By way of background, the National Labor Relations Board (“NLRB”) is composed of five members, and cannot take actions or issue decisions without a three-member quorum. On December 17, 2011, the U.S. Senate unanimously resolved to take a series of brief recesses, holding only brief pro forma sessions every Tuesday and Friday until it returned for business on July 23, 2012. On January 3, 2012, the term of NLRB member Craig Becker had expired, leaving the Board with only two confirmed members. President Obama had previously nominated three additional members to the Board, one of which had been awaiting confirmation for more than a year, but the Senate had not voted on the members’ confirmations before it began the series of recesses. In order to avoid a functional shut-down of the NLRB, President Obama invoked the Recess Appointments Clause and appointed all three members to the Board on January 4, 2012. This was the composition of the panel until early August 2013, when four new members of the Board were confirmed by the Senate.
The Supreme Court’s decision in Noel Canning avoids some dilemmas but leaves others.

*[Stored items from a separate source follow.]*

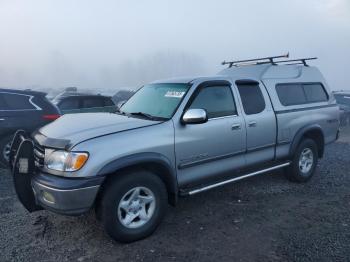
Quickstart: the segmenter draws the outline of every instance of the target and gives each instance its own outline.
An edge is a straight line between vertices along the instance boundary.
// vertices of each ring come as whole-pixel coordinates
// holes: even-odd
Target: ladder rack
[[[304,66],[308,66],[306,61],[316,60],[316,59],[317,59],[317,57],[299,58],[299,59],[291,59],[291,60],[281,60],[281,61],[276,61],[275,64],[290,63],[288,65],[303,64]]]
[[[247,65],[249,62],[256,62],[256,63],[250,63],[250,64],[258,64],[258,63],[271,63],[274,64],[274,59],[277,58],[289,58],[289,53],[284,55],[278,55],[278,56],[268,56],[268,57],[262,57],[262,58],[254,58],[254,59],[246,59],[246,60],[237,60],[237,61],[229,61],[229,62],[222,62],[222,65],[229,65],[228,67],[232,66],[239,66],[239,65]]]
[[[290,59],[290,60],[278,60],[275,61],[275,59],[280,58],[289,58],[289,52],[284,55],[278,55],[278,56],[268,56],[268,57],[262,57],[262,58],[254,58],[254,59],[246,59],[246,60],[237,60],[237,61],[223,61],[222,65],[228,65],[229,68],[236,66],[247,66],[247,65],[261,65],[261,64],[284,64],[284,63],[291,63],[289,65],[294,64],[303,64],[304,66],[308,66],[306,61],[309,60],[315,60],[317,57],[309,57],[309,58],[300,58],[300,59]]]

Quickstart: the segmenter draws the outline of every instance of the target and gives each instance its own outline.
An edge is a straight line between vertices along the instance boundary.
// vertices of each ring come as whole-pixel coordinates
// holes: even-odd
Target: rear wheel
[[[304,139],[295,151],[292,163],[287,167],[287,178],[294,182],[306,182],[315,173],[318,161],[317,145],[312,139]]]
[[[0,166],[8,167],[10,159],[10,150],[12,144],[12,136],[5,136],[0,139]]]
[[[152,173],[136,171],[118,175],[107,183],[100,207],[106,232],[120,242],[151,235],[167,207],[162,180]]]

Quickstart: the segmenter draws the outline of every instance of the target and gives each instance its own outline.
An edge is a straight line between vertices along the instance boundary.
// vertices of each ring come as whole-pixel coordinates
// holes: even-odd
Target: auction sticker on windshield
[[[183,97],[185,92],[179,92],[179,91],[168,91],[165,93],[165,97],[176,97],[181,98]]]

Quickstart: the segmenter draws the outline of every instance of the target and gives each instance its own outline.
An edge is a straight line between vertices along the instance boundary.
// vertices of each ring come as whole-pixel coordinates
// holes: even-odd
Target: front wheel
[[[292,163],[286,169],[287,178],[293,182],[306,182],[315,173],[318,161],[317,145],[312,139],[304,139],[293,156]]]
[[[117,175],[107,181],[101,201],[106,232],[120,242],[132,242],[151,235],[167,207],[162,180],[146,171]]]

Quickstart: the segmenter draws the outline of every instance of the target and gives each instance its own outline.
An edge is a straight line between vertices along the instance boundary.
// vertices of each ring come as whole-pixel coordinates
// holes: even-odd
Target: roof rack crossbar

There are actually two other cases currently pending before the Court that present very similar questions as the Noel Canning case did, arising from cases decided while Craig Becker was a member of the Board. Becker himself was a recess appointee, but the recess in question was two weeks long, which meets the newly-established 10-day threshold. Thus, much to the NLRB’s relief, those two other cases will probably avoid the fate of the decision in the Noel Canning case.

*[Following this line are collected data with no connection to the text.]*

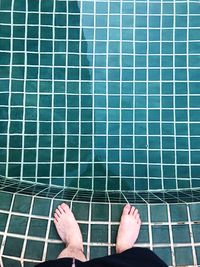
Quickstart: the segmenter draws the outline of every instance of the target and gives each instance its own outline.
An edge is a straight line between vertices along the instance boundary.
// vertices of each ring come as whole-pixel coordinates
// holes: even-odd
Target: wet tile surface
[[[28,203],[31,201],[31,209],[34,201],[39,199],[37,203],[41,204],[44,214],[27,213],[26,209],[16,212],[15,199],[25,199]],[[46,214],[50,215],[63,201],[35,196],[26,198],[16,194],[10,211],[0,209],[0,243],[4,266],[20,266],[21,257],[25,266],[32,266],[33,262],[36,264],[58,256],[64,244],[56,233],[52,216],[48,217]],[[124,204],[82,201],[66,203],[72,207],[80,225],[87,258],[115,253],[116,236]],[[26,202],[21,204],[25,205]],[[184,210],[187,205],[182,203],[173,204],[173,208],[168,203],[136,204],[142,219],[136,245],[152,249],[169,266],[196,266],[199,262],[200,216],[197,213],[192,217],[191,214],[198,205],[197,202],[191,202],[186,216]],[[86,210],[86,213],[79,213],[81,210]],[[159,219],[156,210],[161,212],[162,219]],[[183,211],[180,213],[183,214],[181,217],[180,211]]]
[[[63,201],[88,258],[114,252],[130,202],[138,245],[200,264],[199,13],[195,1],[1,1],[4,267],[57,257]]]
[[[195,1],[2,0],[0,175],[200,187],[198,15]]]

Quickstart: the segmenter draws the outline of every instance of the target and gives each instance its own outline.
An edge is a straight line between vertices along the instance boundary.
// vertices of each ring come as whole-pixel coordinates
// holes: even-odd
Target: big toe
[[[124,206],[122,215],[128,215],[129,212],[130,212],[130,209],[131,209],[131,205],[130,205],[130,204],[126,204],[126,205]]]
[[[70,210],[69,206],[65,203],[61,204],[61,208],[63,209],[65,213],[67,213]]]

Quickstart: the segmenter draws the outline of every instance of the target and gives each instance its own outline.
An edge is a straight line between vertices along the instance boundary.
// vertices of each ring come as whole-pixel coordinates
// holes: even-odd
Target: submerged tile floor
[[[152,249],[169,266],[200,265],[200,190],[168,191],[161,199],[158,192],[138,193],[137,197],[121,192],[117,196],[112,192],[63,192],[58,187],[13,183],[0,179],[4,267],[30,267],[57,257],[63,244],[52,216],[63,201],[70,205],[80,224],[88,259],[114,253],[121,211],[129,201],[142,218],[138,246]]]
[[[2,267],[57,256],[60,201],[87,257],[113,251],[129,201],[139,245],[200,265],[199,15],[195,0],[0,1]]]

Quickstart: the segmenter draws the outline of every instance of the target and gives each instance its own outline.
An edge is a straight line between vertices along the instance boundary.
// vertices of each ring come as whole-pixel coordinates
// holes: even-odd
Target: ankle
[[[66,247],[71,251],[84,253],[84,249],[83,249],[82,244],[77,245],[77,244],[70,243],[70,244],[66,245]]]

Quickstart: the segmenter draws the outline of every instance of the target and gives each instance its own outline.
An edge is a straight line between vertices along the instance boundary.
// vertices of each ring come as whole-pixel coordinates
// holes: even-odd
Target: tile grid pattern
[[[5,206],[6,195],[10,203],[8,201]],[[4,198],[0,208],[3,262],[8,258],[36,263],[56,257],[63,246],[53,226],[52,211],[62,200],[5,192],[0,193],[0,198]],[[71,200],[67,202],[83,232],[87,257],[113,253],[123,205]],[[41,206],[46,209],[41,210]],[[191,230],[196,228],[195,233],[199,231],[199,206],[200,203],[136,204],[143,220],[138,246],[153,249],[169,266],[197,266],[200,264],[197,253],[200,239],[199,236],[193,236]],[[16,242],[17,248],[11,249],[10,242]]]
[[[199,186],[198,2],[3,0],[0,12],[1,175]]]

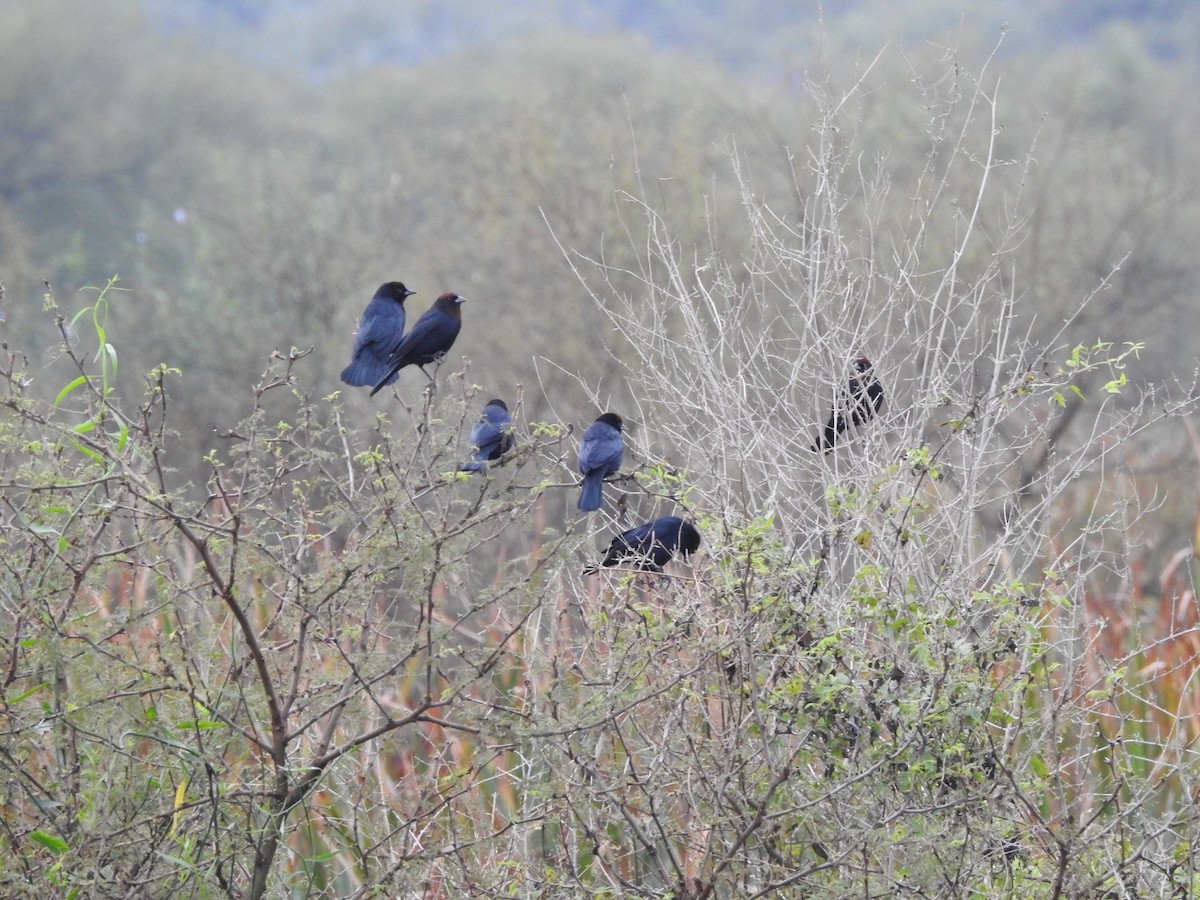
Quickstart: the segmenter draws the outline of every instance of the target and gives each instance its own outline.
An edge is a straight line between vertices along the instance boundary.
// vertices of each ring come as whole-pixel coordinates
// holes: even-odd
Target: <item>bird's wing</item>
[[[871,401],[871,407],[875,412],[883,409],[883,382],[878,378],[872,379],[867,385],[867,399]]]
[[[608,545],[608,553],[604,557],[604,565],[614,566],[622,559],[630,556],[645,556],[650,548],[650,537],[653,523],[646,522],[636,528],[623,531],[612,539]],[[644,545],[644,546],[643,546]]]
[[[370,345],[381,355],[387,355],[400,343],[403,332],[404,310],[394,303],[376,305],[372,300],[358,323],[354,352]]]
[[[393,363],[400,362],[414,348],[419,348],[425,342],[426,335],[429,334],[431,327],[429,313],[425,313],[425,315],[417,319],[417,324],[410,328],[408,334],[395,346],[391,354],[389,354],[389,360]]]
[[[855,425],[862,425],[873,419],[875,413],[883,407],[883,385],[879,383],[878,379],[872,378],[865,385],[860,379],[854,379],[851,386],[853,390],[851,418]]]
[[[585,434],[583,443],[579,445],[579,469],[588,472],[610,465],[611,460],[619,457],[623,449],[620,432],[610,426],[590,435]]]
[[[420,357],[443,352],[444,345],[453,342],[458,335],[460,323],[441,310],[428,310],[412,331],[404,336],[404,340],[392,353],[392,361],[399,362],[408,357]]]
[[[653,522],[646,522],[644,525],[639,525],[637,528],[631,528],[625,532],[629,540],[629,546],[632,547],[638,555],[645,555],[650,551],[655,539],[662,540],[662,535],[655,531]]]
[[[507,422],[494,422],[488,419],[482,419],[475,423],[475,427],[471,429],[471,445],[479,449],[492,448],[500,443],[504,437],[504,431],[508,428]]]

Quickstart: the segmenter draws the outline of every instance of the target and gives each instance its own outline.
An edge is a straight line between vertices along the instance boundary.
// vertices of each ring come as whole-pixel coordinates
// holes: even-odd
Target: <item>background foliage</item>
[[[1195,893],[1200,44],[1138,9],[0,5],[6,889]],[[391,278],[471,302],[369,401]]]

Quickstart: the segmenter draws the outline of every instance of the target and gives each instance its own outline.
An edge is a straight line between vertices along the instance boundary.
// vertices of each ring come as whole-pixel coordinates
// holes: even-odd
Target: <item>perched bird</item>
[[[883,408],[883,385],[875,377],[871,361],[860,356],[854,361],[854,372],[850,376],[848,390],[834,403],[829,413],[824,433],[812,445],[814,453],[828,453],[851,424],[862,425]]]
[[[489,460],[499,459],[512,449],[512,416],[503,400],[489,400],[479,421],[471,428],[475,458],[458,467],[460,472],[482,472]]]
[[[417,324],[404,336],[387,360],[387,374],[375,382],[371,389],[374,397],[385,385],[395,380],[395,375],[405,366],[416,366],[425,377],[433,381],[433,376],[425,371],[425,366],[440,360],[450,350],[458,330],[462,328],[462,304],[464,297],[447,291],[433,306],[421,314]]]
[[[630,560],[634,568],[661,572],[676,550],[688,557],[699,547],[700,532],[695,525],[678,516],[662,516],[618,534],[600,565],[615,566]]]
[[[620,416],[607,412],[587,427],[579,442],[579,471],[583,473],[579,508],[584,512],[600,508],[605,477],[621,468],[623,424]]]
[[[381,379],[384,384],[396,380],[394,372],[384,373],[388,370],[388,358],[404,337],[404,300],[415,293],[399,281],[379,286],[358,320],[354,358],[342,370],[342,381],[354,387],[365,387]]]

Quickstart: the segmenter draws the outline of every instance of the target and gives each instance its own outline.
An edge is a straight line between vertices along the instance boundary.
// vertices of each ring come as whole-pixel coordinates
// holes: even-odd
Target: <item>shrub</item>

This still leaves the Board with the dilemma of what to do with the apparently invalid decisions issued during the 19-month period between January 3, 2012, and early August 2013. According to previous Supreme Court precedent, decisions by the NLRB are void if not made with a properly appointed quorum. See New Process Steel, L.P. v. NLRB, 560 U.S. 674, 687-88 (2010). That time period included a number of high-profile decisions that dealt with controversial issues such as employee social media use (Costco Wholesale Corp., 358 NLRB No. 106 (2012); Karl Knauz Motors, Inc., 358 NLRB No. 164 (2012)), employer confidentiality rules (Banner Health System, 358 NLRB No. 93 (2012)), off-duty employee access to employer property (Sodexo America LLC, 358 NLRB No. 79 (2012); Marriot Int’l, Inc., 359 NLRB No. 8 (2012)), dues check-offs (WKYC-TV, Gannet Co., 359 NLRB No. 30 (2012)), and employee discipline (Alan Ritchey, Inc., 359 NLRB No. 40 (2012)). Some of these cases (most notably WKYC-TV, Inc.) reversed decades of precedent, and their invalidation leaves the outcome of those cases and their progeny in limbo.

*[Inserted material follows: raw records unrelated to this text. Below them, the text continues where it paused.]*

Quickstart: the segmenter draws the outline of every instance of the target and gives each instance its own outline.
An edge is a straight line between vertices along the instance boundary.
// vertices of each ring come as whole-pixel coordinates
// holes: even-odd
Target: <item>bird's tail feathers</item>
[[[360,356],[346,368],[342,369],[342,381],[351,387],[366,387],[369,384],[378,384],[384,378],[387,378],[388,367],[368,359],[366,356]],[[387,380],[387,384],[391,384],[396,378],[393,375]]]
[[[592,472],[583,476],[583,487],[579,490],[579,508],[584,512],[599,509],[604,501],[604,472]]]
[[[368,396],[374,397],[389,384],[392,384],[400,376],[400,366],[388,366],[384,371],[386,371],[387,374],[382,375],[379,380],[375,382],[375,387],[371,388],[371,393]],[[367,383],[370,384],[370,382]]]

However, given the current make-up of the NLRB, it seems unlikely that the Board will issue significantly different rulings in these cases. The NRLB can exercise its authority under the Administrative Procedures Act to take “official notice” of the record compiled in its not invalidated adjudications to facilitate and expedite the rehearing process. Unless the parties in the above cases have discovered new information or developed some new arguments, the outcomes are likely to remain the same. Consequently, the practical application of the Supreme Court’s decision in NLRB v. Noel Canning will be more of a logistical backlog than an actual shift in the presidential use of recess appointments or NLRB precedent.